Public university in Khairagarh, India

Indira Kala Sangit Vishwavidyalaya (IKSV), also Indira Kala Sangeet University, is a public university located in Khairagarh, Rajnandgaon district, Chhattisgarh, India.

==History==
In 1956, Maharaja Birendra Bahadur Singh and maharani Padmavati Devi, the then King and Queen of the princely state of Khairagarh, donated their palace to open a university of music, dance and visual arts. The university was named after their deceased daughter, Indira Devi, who died young and had been both fond of and accomplished in music. It claims to be Asia's first musical university.

The institution was run under the Government of Madhya Pradesh until the creation of the new state of Chhattisgarh in 2001. Thereafter, it is run under the Government of Chhattisgarh.

==Facilities==

The university has collection of more than 40,000 books and a good number of audiotapes, CDs and video slides of Indian masters of Painting. Listening facilities are available for the students. The university also has a collection of works of the contemporary master painters of India, folk and tribal artists of different regions. It has a mini musical-instrument gallery having a collection of classical and folk musical instruments.

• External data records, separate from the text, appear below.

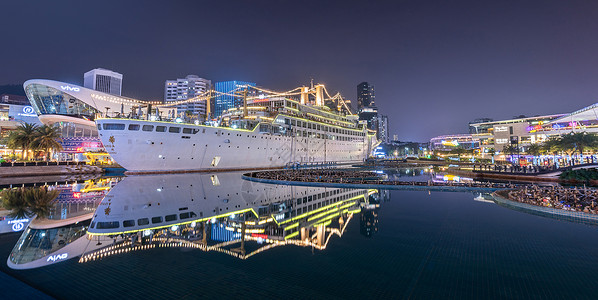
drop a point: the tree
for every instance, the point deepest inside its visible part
(534, 149)
(22, 137)
(47, 138)
(459, 150)
(13, 200)
(579, 142)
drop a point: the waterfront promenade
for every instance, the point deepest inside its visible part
(364, 179)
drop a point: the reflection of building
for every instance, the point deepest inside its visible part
(62, 235)
(104, 81)
(368, 222)
(231, 214)
(366, 95)
(186, 88)
(223, 102)
(73, 109)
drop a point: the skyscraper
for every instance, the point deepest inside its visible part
(186, 88)
(104, 81)
(365, 95)
(382, 133)
(224, 102)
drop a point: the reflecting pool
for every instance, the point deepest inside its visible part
(216, 235)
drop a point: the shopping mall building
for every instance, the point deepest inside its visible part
(73, 109)
(521, 132)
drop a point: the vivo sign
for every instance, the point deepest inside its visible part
(70, 88)
(56, 257)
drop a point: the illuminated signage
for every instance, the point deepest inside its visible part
(453, 143)
(18, 225)
(27, 112)
(56, 257)
(70, 88)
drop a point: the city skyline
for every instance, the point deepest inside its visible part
(433, 63)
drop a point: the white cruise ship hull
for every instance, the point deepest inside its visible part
(205, 148)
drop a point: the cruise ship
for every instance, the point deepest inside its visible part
(270, 130)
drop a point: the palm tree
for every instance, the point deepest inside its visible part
(22, 137)
(13, 200)
(459, 150)
(579, 141)
(47, 138)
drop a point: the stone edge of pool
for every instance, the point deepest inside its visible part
(572, 216)
(370, 186)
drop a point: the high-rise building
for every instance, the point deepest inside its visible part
(382, 133)
(224, 102)
(365, 95)
(187, 88)
(104, 81)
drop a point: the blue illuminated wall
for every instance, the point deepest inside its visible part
(224, 102)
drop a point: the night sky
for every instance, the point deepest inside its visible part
(436, 65)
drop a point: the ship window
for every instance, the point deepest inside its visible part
(114, 126)
(107, 225)
(187, 215)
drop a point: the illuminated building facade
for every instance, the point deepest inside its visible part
(104, 81)
(366, 95)
(451, 142)
(519, 132)
(73, 109)
(224, 102)
(186, 88)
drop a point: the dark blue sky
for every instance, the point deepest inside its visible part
(436, 65)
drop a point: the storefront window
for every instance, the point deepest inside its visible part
(46, 100)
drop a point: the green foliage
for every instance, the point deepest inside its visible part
(47, 138)
(584, 175)
(575, 142)
(22, 137)
(27, 202)
(534, 149)
(32, 137)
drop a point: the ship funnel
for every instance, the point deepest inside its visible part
(320, 95)
(304, 95)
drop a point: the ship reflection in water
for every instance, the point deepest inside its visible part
(221, 213)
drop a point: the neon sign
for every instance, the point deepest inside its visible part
(453, 143)
(56, 257)
(18, 225)
(70, 88)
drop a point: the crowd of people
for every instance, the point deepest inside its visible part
(362, 177)
(530, 169)
(573, 199)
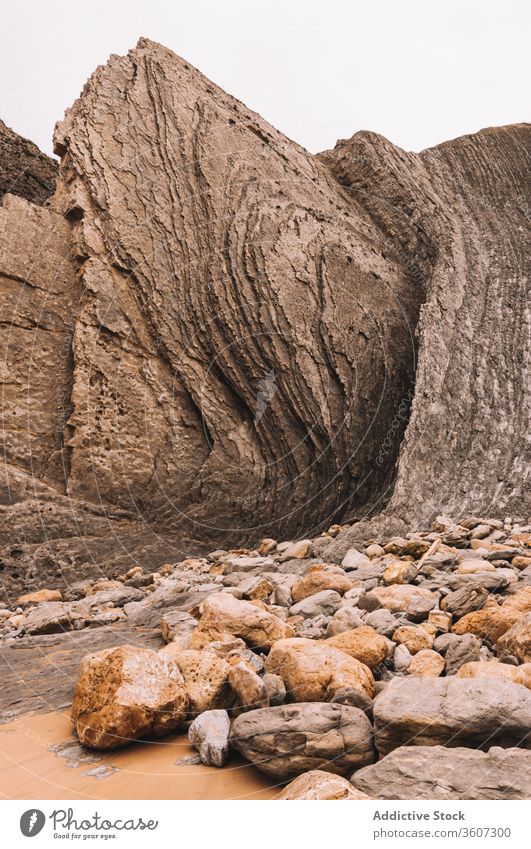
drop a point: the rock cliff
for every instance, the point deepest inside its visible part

There is a mini archaeological museum with a collection of regional archaeological art collections and documentation. The university provides hostel facilities to both the male and female students. Accommodations are available for overseas students as well. All teaching instructions will be provided in English for the foreign students.

==Courses==
BPA, BFA, BVoc, POST GRADUATE, DIPLOMA & CERTIFICATE COURSES & DEPARTMENT OF LIFE LONG LEARING .

== Department==
The university is divided into 21 departments in five section, music, dance, visual arts, folk music and arts.

== Museum ==
The university has a museum inside it which is under the department of Department of Ancient Indian History Culture & Archeology.